Mortality rates and DALYs for both cancers gradually increased with age globally, with the highest mortality rates and DALYs occurring in patients aged between 45 and 49. The highest ovarian cancer mortality rate and DALYs were 0.42 (95% CI, 0.099-0.75) and 4.42 (95% UI, 18.77-33.45), respectively, whereas those for uterine cancer were 0.48 (95% UI, 0.33-0.63) and 22.66 (95% UI, 15.93-30.00), respectively.
From 1990 to 2021, the ASRs of mortality and DALYs for ovarian cancer attributable to high BMI relatively increased among women of reproductive age. Mortality increased from 0.055 (95% CI, 0.0093-0.1) to 0.10 (95% CI, 0.024-0.19), while DALYs increased from 2.67 (95% CI, 0.44-5.08) to 5.13 (95% CI, 1.2-9.16).
Similar trends were observed for uterine cancer, as mortality rose from 0.079 (95% CI, 0.053-0.11) to 0.11 (95% CI, 0.079-0.15) and DALYs increased from 4 (95% CI, 2.7-5.43) to 5.86 (95% CI, 4.11-7.71).
Through the study period, the burden of ovarian and uterine cancers attributable to high BMI among women of reproductive age varied widely by SDI level. For ovarian cancer, age-standardized disability rates consistently exceeded mortality rates. While high-SDI regions experienced initial increases in both rates followed by sustained declines, middle- and low-SDI regions experienced steep increases, indicating an increase in early mortality.
Uterine cancer showed similar trends, though mortality remained very low across regions. The researchers explained that disease burden peaked in middle- to upper-middle SDI regions due to high-risk exposure and limited health care capacity. However, it declined in high-SDI regions, which have stronger health care infrastructure.
Over the next 15 years, the researchers projected a slight increase in mortality rates and DALYs among this patient population. Specifically, the ovarian cancer mortality rate is expected to rise modestly from 0.12 per 100,000 in 2021 to 0.18 per 100,000 in 2036. Meanwhile, the DALYs are projected to increase from 5.86 per 100,000 in 2021 to 8.25 per 100,000 in 2036.
As for uterine cancer, the death rate is estimated to increase slightly from 0.13 per 100,000 in 2021 to 0.15 per 100,000 in 2036. Lastly, DALYs are projected to rise from 6.67 per 100,000 in 2021 to 7.56 per 100,000 in 2036.

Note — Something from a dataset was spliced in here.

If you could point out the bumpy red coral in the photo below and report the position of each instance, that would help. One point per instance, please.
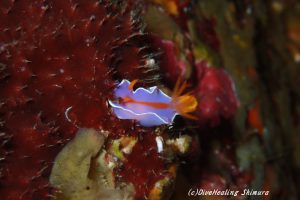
(215, 93)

The researchers acknowledged their study’s limitations, including that the GBD 2021 framework does not allow for direct comparisons between individuals with high and normal BMIs, as it estimates disease burden using population-level exposures and relative risks rather than stratified outcomes. As a result, they could not evaluate or compare burden metrics across BMI categories.
Despite this, the researchers expressed confidence in their findings and suggested strategies to curb the global burden of ovarian and uterine cancers attributable to high BMI among women of reproductive age.
“To effectively address this growing challenge, comprehensive strategies are required,” the authors wrote. “Integrating cancer prevention into existing non-communicable disease frameworks, strengthening BMI surveillance, and expanding access to gynecological health education and screening programs are critical steps.”